Introduction: Although pineal region tumors represent a small portion of the intracranial neoplasic lesions, they are frequently approached via supracerebellar infratentorial craniotomy.
Methods: Mid sagittal plane MR and CT images will be fused using a free software (Osirix viewer). 25 control adult specimens will be included. The following items will be analyzed:
1- Points: Corpus callosum splenium, external occipital protuberance (EOP), horizontal mandibular ramus (HMR)
2- Alpha angle: Splenium - EOP and EOP - HMR
3- Alpha angle Bisector (AB)
4- Beta angle: AB and Splenium - EOP
5- A distance: From Splenium to intersection with EOP-HMR line
6- B distance: Between intersection of A distance-AB and A distance-EOP-HMR
Results: Alpha and beta angles will be measured, as well as A-B distance, to know their standard deviation related to age and gender.
According to the results, the cervical flexion degree and the distance sternal manubruim - mentum, will be validated in order to determine their optimal values to achieve a direct access, good visibility and complications avoidance.
Conclusions: The supracerebellar infratentorial approach is widely used in the treatment of the pineal region tumors, and represents a safe approach.
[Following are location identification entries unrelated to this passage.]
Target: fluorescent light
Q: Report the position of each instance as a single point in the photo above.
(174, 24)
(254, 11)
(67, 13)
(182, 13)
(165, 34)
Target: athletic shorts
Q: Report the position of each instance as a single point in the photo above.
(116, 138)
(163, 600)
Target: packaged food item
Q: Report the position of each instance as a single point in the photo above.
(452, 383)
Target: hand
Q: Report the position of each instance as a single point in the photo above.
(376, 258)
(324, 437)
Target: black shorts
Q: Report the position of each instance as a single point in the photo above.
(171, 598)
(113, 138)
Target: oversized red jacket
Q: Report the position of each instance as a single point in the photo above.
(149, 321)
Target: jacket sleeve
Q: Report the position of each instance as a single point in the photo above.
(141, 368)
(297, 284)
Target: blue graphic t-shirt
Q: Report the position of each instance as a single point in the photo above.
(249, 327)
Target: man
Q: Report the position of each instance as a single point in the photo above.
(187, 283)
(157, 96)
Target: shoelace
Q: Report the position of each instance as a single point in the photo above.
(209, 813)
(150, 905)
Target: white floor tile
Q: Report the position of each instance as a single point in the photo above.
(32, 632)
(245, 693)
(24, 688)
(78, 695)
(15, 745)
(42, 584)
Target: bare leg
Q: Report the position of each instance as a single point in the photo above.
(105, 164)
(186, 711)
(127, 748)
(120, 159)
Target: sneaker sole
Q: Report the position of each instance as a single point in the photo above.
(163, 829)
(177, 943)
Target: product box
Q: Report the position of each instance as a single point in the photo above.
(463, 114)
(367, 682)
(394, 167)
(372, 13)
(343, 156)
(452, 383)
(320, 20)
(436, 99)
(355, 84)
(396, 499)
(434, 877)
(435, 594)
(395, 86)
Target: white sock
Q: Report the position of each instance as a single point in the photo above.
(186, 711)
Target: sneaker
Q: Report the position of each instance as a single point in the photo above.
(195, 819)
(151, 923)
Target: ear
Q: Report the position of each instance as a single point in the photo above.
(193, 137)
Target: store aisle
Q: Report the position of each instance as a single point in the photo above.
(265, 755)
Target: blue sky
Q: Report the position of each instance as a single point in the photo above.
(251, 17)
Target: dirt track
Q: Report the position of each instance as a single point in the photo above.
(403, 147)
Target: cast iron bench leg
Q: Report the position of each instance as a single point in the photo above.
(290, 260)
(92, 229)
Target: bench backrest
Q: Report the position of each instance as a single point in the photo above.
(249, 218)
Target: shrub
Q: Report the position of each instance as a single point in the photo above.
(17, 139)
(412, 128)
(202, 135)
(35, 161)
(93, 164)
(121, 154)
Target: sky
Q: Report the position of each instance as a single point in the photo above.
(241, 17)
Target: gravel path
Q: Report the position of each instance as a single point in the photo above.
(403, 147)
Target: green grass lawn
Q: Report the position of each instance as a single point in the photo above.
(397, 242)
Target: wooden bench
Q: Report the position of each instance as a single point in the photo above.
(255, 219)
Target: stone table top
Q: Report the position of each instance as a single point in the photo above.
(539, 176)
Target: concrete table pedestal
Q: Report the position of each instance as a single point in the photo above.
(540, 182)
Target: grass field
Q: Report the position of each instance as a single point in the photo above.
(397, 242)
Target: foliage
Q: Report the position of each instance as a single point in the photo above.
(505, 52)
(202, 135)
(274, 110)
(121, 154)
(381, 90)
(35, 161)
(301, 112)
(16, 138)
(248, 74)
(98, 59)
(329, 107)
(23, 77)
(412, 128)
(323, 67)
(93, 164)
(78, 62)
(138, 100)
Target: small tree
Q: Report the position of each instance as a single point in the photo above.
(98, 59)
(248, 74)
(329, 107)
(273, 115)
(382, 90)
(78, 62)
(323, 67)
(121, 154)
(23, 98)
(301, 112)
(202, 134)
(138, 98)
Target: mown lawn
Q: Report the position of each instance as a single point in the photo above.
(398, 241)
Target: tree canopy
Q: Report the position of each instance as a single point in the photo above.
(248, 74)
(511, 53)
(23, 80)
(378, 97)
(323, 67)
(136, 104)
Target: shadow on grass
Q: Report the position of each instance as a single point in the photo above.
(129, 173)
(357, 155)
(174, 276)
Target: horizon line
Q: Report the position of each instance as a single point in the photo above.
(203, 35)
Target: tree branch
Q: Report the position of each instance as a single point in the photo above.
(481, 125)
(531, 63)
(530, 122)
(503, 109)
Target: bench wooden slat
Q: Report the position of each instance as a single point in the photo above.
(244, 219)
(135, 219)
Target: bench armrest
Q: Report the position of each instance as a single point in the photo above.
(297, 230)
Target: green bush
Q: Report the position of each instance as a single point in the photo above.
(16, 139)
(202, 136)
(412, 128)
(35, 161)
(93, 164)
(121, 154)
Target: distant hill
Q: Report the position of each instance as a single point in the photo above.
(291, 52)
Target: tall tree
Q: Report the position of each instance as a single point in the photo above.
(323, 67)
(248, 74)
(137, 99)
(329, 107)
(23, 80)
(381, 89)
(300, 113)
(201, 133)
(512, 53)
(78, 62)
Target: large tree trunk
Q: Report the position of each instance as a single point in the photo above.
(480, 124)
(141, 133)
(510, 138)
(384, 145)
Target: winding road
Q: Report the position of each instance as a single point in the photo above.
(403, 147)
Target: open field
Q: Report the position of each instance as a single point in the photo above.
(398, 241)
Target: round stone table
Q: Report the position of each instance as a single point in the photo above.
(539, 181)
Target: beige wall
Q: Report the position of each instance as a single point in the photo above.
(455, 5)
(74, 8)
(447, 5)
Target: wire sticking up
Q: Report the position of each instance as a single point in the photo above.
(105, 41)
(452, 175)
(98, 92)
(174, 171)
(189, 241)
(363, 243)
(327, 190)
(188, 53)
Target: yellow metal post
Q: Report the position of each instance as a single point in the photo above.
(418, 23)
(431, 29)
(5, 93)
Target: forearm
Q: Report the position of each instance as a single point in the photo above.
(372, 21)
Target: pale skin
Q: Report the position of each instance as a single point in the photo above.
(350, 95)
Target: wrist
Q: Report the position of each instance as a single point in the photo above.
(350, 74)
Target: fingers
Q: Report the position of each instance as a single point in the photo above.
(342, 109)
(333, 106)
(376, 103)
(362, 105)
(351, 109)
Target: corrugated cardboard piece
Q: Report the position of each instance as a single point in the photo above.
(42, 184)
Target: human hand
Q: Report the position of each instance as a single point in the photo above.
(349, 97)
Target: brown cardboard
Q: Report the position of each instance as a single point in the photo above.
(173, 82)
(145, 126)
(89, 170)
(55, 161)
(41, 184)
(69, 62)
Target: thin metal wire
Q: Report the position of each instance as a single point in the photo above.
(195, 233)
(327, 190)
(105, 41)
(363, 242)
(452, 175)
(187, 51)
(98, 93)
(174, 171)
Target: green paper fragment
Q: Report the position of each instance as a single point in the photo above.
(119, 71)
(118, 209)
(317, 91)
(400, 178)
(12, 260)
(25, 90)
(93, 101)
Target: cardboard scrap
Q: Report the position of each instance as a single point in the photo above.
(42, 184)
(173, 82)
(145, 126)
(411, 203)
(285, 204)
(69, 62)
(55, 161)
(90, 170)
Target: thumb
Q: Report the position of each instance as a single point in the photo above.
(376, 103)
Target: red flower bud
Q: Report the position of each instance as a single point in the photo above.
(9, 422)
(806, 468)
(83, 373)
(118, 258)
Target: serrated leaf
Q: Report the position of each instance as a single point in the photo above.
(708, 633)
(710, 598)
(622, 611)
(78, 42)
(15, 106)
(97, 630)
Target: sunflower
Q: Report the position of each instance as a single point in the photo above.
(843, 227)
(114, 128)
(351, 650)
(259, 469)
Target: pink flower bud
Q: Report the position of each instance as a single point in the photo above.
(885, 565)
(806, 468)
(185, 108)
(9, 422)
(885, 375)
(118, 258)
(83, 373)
The positioning of the patient in the operating table is of paramount importance and objective values are proposed to achieve it optimally.
Patient Care: - Improve patient positioning for a direct approach, avoiding vascular lesions and reduce positioning timing as a fundamental part of surgery.
- Avoid iatrogenic spine lesions during cervical manipulation.
Learning Objectives: The aim of this study is to choose the optimal cervical flexion that can allow a direct and safe access for this approach.